Search code examples
pythonmultiprocessingpython-multiprocessing

Python Multiprocessing - How to use Pool to run on two functions


I am just figuring out how to use Python multiprocessing and have the following code:

import multiprocessing as mp

res1 = set()
res2 = set()
nums = [1, 2, 3, 4, 5]

def squared(x):
    res1.add(x ** x)

def cubed(x):
    res2.add(x * x * x)

def main():
    pool = mp.Pool(mp.cpu_count())

    pool.map(squared, nums)
    print(res1, res2)

    pool.map(cubed, nums)
    print(res1, res2)

if __name__ == "__main__":
    main()

Result:

set() set()
set() set()

At the end I just want to update res1 and res2 where res1is updated first using squared in parallel for each number in nums and wait for that to finish, then update res2 using cubed in parallel for each number in nums.

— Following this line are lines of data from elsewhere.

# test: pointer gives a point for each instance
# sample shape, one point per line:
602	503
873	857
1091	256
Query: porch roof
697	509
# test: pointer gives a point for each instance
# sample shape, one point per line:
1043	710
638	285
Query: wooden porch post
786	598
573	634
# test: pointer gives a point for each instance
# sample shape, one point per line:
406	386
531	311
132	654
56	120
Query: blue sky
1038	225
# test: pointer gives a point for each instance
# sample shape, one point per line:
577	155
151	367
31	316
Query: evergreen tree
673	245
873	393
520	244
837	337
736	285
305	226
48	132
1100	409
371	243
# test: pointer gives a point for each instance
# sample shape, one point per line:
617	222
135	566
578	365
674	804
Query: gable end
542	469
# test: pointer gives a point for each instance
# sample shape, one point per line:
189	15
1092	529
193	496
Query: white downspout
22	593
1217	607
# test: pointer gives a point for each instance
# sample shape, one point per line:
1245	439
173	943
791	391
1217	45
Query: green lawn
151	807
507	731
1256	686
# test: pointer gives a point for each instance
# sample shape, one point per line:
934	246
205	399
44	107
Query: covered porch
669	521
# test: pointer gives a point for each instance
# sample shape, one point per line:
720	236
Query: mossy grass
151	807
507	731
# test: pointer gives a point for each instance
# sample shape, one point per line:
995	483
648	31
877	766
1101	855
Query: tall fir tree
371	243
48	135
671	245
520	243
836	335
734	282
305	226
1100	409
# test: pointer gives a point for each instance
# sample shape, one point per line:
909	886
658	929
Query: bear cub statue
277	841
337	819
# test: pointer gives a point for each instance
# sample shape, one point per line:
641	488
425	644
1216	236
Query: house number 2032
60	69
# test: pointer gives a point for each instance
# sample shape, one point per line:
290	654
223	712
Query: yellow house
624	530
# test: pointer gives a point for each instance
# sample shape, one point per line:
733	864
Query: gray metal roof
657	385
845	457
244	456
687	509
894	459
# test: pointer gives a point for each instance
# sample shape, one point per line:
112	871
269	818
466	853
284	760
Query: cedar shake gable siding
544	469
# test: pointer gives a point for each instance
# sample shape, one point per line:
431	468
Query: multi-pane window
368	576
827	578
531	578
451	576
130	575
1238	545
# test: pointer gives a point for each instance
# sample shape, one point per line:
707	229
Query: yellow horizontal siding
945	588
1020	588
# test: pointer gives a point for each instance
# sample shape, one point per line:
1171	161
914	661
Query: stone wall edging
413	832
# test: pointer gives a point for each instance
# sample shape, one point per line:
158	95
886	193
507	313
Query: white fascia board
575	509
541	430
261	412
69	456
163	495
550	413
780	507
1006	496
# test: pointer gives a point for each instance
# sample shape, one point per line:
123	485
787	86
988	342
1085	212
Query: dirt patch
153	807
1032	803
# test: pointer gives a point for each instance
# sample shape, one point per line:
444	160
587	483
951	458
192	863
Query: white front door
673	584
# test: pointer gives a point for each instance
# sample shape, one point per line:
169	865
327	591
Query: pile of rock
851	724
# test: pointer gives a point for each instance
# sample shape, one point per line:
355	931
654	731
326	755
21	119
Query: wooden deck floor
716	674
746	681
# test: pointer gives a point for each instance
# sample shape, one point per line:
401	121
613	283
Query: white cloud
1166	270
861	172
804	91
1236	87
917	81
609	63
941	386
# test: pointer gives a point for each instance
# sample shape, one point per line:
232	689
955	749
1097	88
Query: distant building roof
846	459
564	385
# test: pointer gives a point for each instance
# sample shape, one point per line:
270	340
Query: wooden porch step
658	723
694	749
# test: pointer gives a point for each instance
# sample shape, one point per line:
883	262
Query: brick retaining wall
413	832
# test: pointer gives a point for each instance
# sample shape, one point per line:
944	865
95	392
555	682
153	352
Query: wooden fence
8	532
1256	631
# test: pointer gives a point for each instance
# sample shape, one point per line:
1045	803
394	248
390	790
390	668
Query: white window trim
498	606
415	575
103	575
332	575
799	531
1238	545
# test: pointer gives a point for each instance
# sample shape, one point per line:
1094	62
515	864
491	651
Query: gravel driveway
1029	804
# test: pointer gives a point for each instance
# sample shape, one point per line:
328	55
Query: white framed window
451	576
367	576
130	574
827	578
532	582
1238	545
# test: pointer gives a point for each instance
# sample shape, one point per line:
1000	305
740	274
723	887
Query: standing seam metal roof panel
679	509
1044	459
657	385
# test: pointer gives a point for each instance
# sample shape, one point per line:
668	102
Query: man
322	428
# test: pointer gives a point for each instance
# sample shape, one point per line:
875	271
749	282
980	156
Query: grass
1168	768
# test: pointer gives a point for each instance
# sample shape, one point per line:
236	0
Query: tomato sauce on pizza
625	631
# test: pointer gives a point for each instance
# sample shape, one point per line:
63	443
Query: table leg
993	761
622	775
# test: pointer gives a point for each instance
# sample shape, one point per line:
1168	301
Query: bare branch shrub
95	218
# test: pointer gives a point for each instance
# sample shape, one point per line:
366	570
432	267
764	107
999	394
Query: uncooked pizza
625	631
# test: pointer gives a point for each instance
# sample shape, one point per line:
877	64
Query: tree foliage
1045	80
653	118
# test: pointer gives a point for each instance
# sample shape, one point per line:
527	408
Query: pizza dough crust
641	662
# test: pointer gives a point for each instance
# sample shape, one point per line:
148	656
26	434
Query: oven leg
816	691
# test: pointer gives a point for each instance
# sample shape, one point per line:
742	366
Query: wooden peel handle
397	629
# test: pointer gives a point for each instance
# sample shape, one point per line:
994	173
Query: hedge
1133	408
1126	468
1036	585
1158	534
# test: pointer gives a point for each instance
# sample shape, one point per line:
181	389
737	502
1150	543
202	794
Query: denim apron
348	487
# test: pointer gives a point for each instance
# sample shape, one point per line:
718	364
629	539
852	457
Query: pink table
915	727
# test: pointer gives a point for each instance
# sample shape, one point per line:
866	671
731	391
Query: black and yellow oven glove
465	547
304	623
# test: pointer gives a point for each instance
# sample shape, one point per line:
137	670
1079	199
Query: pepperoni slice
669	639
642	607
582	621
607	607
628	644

Does anyone know how to make this work?


Solution

  • I am assuming that you are aware that due to the trivialness of your worker functions squared and cubed that using multiprocessing will result in a longer execution time. I will also assume that your actual worker functions are CPU-intensive enough such that what you gain by running these functions in parallel more than offset the addition overhead incurred by multiprocessing.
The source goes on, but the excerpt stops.